XML mapping on the World Wide Web

The three most common ways to convert an XML document into a user-displayable form are:

  • Applying CSS styles;
  • Applying an XSLT transformation;
  • Writing an XML document handler in any programming language.
  • Without using CSS or XSL The XML document displays as plain text in most Web browsers. Some browsers, such as Internet Explorer, Mozilla and Mozilla Firefox, display the document structure in a tree view, allowing you to collapse and expand nodes with mouse clicks.

    Application CSS styles

    The process is similar to applying CSS to an HTML document for display.

    For applying CSS When displayed in a browser, the XML document must contain a special link to the style sheet. For example:

    This is different from the HTML approach, which uses the .

    Applying an XSLT transformation

    XSL is a technology that describes how to format or transform XML document data. The document is transformed into a format suitable for display in a browser. The browser is the most frequent use XSL, but don't forget that using XSL you can transform XML into any format, for example

    Purpose of the lesson

    Introduction to XML technology. Explore the possibility of representing XML documents in HTML. Usage JavaScript scripts for navigating through an XML table and organizing data searches by condition. Recommended reading.

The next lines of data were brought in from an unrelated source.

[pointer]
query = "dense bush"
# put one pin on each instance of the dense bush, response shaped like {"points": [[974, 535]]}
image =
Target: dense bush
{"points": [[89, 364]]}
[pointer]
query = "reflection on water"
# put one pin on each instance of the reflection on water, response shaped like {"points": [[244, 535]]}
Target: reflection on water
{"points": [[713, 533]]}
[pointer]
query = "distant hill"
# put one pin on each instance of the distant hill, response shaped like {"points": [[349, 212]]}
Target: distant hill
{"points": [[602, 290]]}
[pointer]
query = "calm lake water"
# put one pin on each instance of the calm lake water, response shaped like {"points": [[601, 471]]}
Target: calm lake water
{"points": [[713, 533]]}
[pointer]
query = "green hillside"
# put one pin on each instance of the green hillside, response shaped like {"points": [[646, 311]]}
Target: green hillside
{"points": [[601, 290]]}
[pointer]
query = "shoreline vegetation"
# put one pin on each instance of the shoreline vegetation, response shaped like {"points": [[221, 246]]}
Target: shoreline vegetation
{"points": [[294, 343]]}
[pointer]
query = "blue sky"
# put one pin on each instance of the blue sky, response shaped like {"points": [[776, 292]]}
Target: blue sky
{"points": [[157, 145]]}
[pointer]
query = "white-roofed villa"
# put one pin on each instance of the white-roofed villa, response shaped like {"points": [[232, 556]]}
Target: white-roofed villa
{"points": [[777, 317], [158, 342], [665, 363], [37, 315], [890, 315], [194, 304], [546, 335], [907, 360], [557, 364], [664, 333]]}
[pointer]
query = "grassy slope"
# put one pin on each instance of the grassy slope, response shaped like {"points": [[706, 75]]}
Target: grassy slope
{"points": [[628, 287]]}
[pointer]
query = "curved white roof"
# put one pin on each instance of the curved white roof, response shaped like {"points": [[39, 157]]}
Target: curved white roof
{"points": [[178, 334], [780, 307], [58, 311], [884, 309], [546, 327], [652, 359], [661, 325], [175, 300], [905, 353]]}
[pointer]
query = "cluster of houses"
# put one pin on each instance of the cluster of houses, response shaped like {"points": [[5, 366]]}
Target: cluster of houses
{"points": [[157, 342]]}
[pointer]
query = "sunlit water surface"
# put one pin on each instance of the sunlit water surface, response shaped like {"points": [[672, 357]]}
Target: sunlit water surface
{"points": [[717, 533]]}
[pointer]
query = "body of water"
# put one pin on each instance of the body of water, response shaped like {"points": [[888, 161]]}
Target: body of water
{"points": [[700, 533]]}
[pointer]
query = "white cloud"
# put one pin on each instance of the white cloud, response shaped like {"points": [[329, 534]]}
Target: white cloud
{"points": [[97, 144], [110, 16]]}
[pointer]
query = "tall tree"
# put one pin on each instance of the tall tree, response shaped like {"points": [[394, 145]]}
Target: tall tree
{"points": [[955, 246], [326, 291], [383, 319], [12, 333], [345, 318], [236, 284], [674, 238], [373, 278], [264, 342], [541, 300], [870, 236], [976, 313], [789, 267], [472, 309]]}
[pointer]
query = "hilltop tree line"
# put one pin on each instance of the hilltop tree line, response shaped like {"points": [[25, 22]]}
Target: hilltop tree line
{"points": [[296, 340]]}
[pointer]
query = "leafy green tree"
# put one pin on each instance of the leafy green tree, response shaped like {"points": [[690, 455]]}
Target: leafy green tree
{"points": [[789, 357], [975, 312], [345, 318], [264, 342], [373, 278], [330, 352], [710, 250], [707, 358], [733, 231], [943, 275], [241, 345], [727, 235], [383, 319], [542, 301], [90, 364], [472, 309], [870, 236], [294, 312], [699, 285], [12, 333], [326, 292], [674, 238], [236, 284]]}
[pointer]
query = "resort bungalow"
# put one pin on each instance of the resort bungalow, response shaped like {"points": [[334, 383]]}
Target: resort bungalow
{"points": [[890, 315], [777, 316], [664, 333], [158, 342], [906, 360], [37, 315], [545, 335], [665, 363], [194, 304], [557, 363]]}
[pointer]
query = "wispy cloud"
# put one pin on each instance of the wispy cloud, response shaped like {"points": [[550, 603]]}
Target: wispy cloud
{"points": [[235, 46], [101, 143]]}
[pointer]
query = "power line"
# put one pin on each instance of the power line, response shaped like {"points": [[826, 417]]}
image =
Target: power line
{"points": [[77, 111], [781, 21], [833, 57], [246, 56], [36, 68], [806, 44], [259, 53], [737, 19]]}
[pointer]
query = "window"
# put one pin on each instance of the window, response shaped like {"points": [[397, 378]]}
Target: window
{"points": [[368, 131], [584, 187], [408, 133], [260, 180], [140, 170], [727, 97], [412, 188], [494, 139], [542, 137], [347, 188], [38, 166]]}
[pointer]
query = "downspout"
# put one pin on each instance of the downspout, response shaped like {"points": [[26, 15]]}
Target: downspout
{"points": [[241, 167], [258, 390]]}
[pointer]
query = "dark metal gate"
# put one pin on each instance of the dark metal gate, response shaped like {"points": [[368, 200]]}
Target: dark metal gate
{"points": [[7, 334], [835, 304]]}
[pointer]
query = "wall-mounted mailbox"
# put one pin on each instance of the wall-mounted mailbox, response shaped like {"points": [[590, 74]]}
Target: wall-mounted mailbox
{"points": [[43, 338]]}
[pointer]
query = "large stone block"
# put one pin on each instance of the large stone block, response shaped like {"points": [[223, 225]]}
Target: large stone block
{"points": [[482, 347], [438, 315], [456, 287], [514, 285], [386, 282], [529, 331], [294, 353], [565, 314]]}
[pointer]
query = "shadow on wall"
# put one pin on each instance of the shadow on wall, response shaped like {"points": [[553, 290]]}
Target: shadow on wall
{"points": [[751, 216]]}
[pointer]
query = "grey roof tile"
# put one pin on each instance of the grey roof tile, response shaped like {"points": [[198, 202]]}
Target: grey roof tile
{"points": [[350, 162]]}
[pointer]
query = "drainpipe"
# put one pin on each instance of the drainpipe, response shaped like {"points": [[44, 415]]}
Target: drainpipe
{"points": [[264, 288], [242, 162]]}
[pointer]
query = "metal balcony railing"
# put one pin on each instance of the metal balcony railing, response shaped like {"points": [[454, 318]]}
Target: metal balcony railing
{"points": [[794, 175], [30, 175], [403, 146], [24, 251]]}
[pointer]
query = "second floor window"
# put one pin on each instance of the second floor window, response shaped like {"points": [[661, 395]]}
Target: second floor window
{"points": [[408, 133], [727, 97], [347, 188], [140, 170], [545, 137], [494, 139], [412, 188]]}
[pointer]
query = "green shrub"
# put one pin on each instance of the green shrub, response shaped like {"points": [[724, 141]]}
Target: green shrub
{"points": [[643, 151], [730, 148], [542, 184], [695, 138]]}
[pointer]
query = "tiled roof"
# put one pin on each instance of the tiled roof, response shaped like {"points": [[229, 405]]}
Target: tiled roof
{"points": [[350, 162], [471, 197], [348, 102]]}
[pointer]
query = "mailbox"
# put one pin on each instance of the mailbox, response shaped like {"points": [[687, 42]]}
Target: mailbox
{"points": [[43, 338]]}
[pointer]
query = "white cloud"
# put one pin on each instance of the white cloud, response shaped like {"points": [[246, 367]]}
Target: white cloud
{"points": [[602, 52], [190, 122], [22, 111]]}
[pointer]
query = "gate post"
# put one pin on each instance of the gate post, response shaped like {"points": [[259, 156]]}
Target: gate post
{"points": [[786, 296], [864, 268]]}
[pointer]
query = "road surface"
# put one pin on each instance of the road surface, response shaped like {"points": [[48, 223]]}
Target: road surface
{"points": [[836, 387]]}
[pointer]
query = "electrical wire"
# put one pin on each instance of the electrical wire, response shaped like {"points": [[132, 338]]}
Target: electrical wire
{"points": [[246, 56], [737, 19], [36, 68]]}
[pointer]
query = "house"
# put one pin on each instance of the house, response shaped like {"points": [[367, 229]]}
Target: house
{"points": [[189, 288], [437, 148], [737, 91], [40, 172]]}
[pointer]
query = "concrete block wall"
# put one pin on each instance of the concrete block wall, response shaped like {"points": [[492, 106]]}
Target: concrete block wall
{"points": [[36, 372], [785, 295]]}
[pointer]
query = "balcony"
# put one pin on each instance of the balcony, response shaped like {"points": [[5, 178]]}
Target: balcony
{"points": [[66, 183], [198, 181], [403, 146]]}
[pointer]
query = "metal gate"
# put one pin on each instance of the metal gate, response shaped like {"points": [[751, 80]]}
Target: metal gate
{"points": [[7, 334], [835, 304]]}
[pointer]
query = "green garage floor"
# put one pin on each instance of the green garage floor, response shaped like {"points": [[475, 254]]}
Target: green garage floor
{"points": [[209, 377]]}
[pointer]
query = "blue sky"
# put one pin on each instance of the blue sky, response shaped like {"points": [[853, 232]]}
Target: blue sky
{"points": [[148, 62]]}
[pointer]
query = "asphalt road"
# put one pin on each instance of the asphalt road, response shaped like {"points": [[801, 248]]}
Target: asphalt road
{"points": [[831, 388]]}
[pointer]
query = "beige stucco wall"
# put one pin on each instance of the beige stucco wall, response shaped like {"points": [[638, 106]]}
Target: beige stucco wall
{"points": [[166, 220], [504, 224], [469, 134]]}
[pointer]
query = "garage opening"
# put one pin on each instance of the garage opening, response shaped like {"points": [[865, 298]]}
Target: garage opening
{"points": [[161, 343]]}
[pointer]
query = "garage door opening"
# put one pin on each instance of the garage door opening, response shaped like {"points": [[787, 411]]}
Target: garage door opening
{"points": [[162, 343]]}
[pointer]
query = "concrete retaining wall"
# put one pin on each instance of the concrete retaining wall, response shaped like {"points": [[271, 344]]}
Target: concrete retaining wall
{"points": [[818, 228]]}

    Brief theoretical information

    XML (eXtensible Markup Language) technology was created in the late 90s of the last century. The main advantages of XML text:

    □ has a database structure, accessible to computers and humans;

    □ conveniently processed by means modern languages programming;

    □ easily translated into HTML.

    Consider the following example of a text database written in XML:

    Three men in the boat

    Jerom-K-Jerom

    12000

    Notre Domme de Paris

    V.Hugo

    15000

    A War and Peace

    L. Tolstoy

    16500

    Angelika - the misstress of ghosts A and S. Gallen

    9000

    This is an example of a well-formed XML document whose elements are the tags , , , , ,

    Elements in the text are arranged like a tree with a head element. Each element has an associated closing element. The scope of each element is limited by the opening and closing elements. It is not allowed to cross the scope of elements, i.e. The areas are either nested within one another or do not intersect at all. An element whose scope contains the scope of all other elements is called the root element. An XML document can be thought of as a text database. The value of an element is the information placed between tags defining this element. So, the value of the first element is the string

    Three men in the boat.

    Type this text in any editor and save it as simple text file with an xml extension - for example, name this file textbd.xml. You can view this file with a browser Internet Explorer the same way you viewed HTML files. If there is an error, the XML interpreter will display detailed information about the location and essence of the error.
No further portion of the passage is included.